Em seu nono carnaval consecutivo no desfile principal, a escola de São Cristóvão traz o enredo “Lonã Ifá Lukumi”, inspirado no livro praticamente homônimo do grande Nei Lopes sobre a vertente religiosa afro-cubana.

Entre os compositores do bom samba está Luiz Antônio Simas, que dividiu com Nei a autoria de um de seus livros. A obra tem passagens belíssimas e de apelo emocional, mas também momentos menos inspirados, que tornam o conjunto irregular.

Trecho de destaque: Ifá, retira dessa flor os seus espinhos. Revela meu odu e seus caminhos com os ikins de Orunmilá. Me dê seu irê para a vida. Olodumarê, criador. Espalhou axé e amor no ilê dos orixás.
Nota: 9.8

Mocidade

Em busca de dias melhores desde o carnaval que marcou o retorno dos desfiles após a pandemia de Covid-19, a verde e branca de Padre Miguel embarca na onda das homenagens. O samba-enredo sobre Rita Lee reflete bem a dualidade já mencionada nos comentários sobre Salgueiro e Imperatriz: é correto, agradável e tecnicamente bem construído, mas traz um excesso de citações e referências diretas ao repertório da homenageada — a já conhecida “colcha de retalhos”, que, embora simpática, acaba fragmentando o enredo.

O samba tem uma melodia mais “redonda” que a da coirmã verde e branca, mas falta um momento que se sobressaia, como os refrões do hino da vermelha e branca.

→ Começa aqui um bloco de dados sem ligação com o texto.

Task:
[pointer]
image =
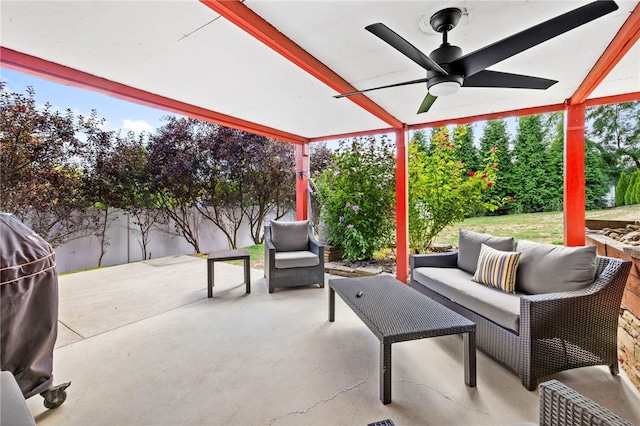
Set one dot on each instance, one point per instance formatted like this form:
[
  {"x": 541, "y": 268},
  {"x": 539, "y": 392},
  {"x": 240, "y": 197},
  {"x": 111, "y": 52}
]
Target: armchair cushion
[
  {"x": 469, "y": 244},
  {"x": 548, "y": 268},
  {"x": 296, "y": 259},
  {"x": 290, "y": 236}
]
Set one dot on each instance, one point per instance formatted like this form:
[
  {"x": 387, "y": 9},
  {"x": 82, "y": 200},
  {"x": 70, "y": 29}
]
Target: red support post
[
  {"x": 574, "y": 180},
  {"x": 302, "y": 181},
  {"x": 402, "y": 206}
]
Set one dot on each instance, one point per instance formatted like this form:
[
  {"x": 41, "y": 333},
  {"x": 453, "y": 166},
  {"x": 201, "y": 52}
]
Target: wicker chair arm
[
  {"x": 438, "y": 260},
  {"x": 614, "y": 271},
  {"x": 572, "y": 314},
  {"x": 314, "y": 245}
]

Trecho de destaque: A tropicalista do verbo sem freio. Pra farda, uma língua e o dedo do meio. Cabelo de fogo e a lente encarnada. Mutante da pele marcada. Transo rock e samba pra sentir prazer. Agora só falta você.
Nota: 9.8

Acadêmicos de Niterói

O bom samba da escola de Niterói, estreante no Grupo Especial, peca justamente naquilo que alardeia: a popularidade. De um enredo sobre Lula, esperava-se um samba que caísse na boca do povo. Isso até acontece nos primeiros versos, mas, aos poucos, a obra ganha um tom mais acadêmico e panfletário, talvez por conta dos caminhos seguidos pela sinopse.

O belo começo é retomado no final, até a explosão do refrão — esse, sim, popular. Samba grande, estilo “lençol”, como há muito não se via.

Trecho de destaque: Quanto custa a fome, quanto importa a vida. Nosso sobrenome é Brasil da Silva. Vale uma nação, vale um grande enredo. Em Niterói o amor venceu o medo.